Goals

I believe the architecture described below achieves all of these goals (even if it is sometimes vague about the details).  It also addresses (in part) some issues I didn't set out to work on at all:

Overview and Glossary

The new Registry is a concrete class that defines the only interface (of those described here) that is considered public to code outside daf_butler.  It is a thin wrapper around RegistryLayer that performs error-checking, friendly error messages, and type coercion before delegating any real work to the classes below.  In the near term, Registry will have a single RegistryLayer; in a multi-layer Registry future, it will have an ordered list of RegistryLayer  instances, and delegate to them in turn.

RegistryLayer is a simple struct-like class that aggregates a Database instance and several "manager" classes responsible for different kinds of entities that can exist in a Registry.

Database is an abstract base class whose instances represent a particular schema/namespace and provide low-level database operations.  Database subclasses correspond to different database engines (SQLite, Oracle, etc).

The manager classes are all abstract base classes that act as containers and factories for an associated "record" or "records" class (also an ABC, unless otherwise noted below):

All manager and records classes have a reference to the Database that backs their layer.  Registry interacts directly with the manager and records objects, but rarely (if at all, at least after construction) with Database.

The prototype itself is on branch u/jbosch/prototyping, and mostly in the daf.butler.prototyping subpackage (more direct pointers to useful content appear later in this document).  None of this code can be expect or even import cleanly, but the documentation for the interface classes is ready for review.  The implementation classes are best considered an in-depth thought experiment to check that the interfaces were viable.

Prototype Details

Changes to Concepts and Primitives

The current codebase has classes for Run and Quantum that subclass Execution (which is not used otherwise), while collections are always represented as strings.  The relationship between a run and its collection is ambiguous and ultimately unsound - it provides a loophole that blocks us from being able to guarantee unique filenames (at least).  The prototype drops the Execution class (and table), and instead treats a run as a kind of collection (see Dataset/Collection Constraints).  Both runs and collections are now represented by strings in high-level code, and by CollectionRecord and RunRecord (which provide access to the integer surrogate ID) within Registry and its component classes.  The host+timespan information provided by Execution has now just been moved directly into the run and quantum tables.

Registering collections (not just runs) is now explicit, not something that happens implicitly when a collection is first used.

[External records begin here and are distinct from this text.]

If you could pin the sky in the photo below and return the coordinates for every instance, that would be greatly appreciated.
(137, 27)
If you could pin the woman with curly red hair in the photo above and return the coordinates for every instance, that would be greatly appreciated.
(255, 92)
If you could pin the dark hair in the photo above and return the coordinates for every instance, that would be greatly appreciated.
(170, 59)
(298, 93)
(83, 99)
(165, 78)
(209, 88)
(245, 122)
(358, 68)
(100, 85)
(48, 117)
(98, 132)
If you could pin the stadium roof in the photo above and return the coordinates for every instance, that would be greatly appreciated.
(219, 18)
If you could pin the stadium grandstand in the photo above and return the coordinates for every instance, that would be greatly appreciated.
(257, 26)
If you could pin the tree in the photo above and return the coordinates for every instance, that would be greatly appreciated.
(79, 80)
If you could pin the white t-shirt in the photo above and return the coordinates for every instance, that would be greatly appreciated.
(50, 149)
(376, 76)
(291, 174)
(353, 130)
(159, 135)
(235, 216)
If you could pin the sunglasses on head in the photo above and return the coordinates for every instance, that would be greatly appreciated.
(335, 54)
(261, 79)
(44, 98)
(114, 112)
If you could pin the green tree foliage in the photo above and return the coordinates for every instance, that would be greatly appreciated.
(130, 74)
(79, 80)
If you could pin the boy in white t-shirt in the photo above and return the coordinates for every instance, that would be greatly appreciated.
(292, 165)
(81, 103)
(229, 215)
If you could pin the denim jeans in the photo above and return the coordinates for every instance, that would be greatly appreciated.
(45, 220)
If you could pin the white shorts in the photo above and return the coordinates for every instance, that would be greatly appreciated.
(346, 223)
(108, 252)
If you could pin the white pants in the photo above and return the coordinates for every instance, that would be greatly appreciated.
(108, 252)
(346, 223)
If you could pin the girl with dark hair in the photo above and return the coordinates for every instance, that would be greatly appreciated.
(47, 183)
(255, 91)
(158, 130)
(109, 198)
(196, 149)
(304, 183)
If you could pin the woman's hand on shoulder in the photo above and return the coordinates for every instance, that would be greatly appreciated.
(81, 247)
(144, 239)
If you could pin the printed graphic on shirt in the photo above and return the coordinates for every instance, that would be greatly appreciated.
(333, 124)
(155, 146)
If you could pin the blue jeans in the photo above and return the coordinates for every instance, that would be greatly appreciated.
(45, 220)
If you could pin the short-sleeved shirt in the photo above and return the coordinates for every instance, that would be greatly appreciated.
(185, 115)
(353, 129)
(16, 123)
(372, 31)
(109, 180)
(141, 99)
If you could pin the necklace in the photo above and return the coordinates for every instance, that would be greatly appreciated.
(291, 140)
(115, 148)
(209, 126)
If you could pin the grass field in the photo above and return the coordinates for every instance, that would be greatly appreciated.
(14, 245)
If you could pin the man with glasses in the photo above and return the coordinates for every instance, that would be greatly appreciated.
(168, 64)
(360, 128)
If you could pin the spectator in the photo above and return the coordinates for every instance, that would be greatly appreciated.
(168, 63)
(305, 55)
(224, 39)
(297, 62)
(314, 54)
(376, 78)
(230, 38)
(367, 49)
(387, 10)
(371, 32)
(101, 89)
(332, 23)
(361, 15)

The prototype codebase currently uses new DatasetHandle classes instead of DatasetRef; DatasetHandle has different classes that represent different levels of knowledge about a dataset (in particular, "resolved" means we know its ID and origin, and that it exists).  I'm not sure, in retrospect, that the split into multiple classes was worthwhile, and it may be reverted, but this is largely tangential to the rest of the architecture, and it is not worth reviewers' time to think about.

The prototype codebase also uses special classes to represent iterables of DatasetHandle and DataCoordinate.  These were motivated in large part by a desire to have containers/iterables that remember what "optional" aspects their elements have - in particular, whether datasets are resolved and data ID are expanded.  The existing prototype code doesn't really utilize this much, and they may not be a part of the final design.  I'd like to see how they interact with the high-level Registry interface and particularly its query operations before deciding; they could also be a very nice way to represent query results.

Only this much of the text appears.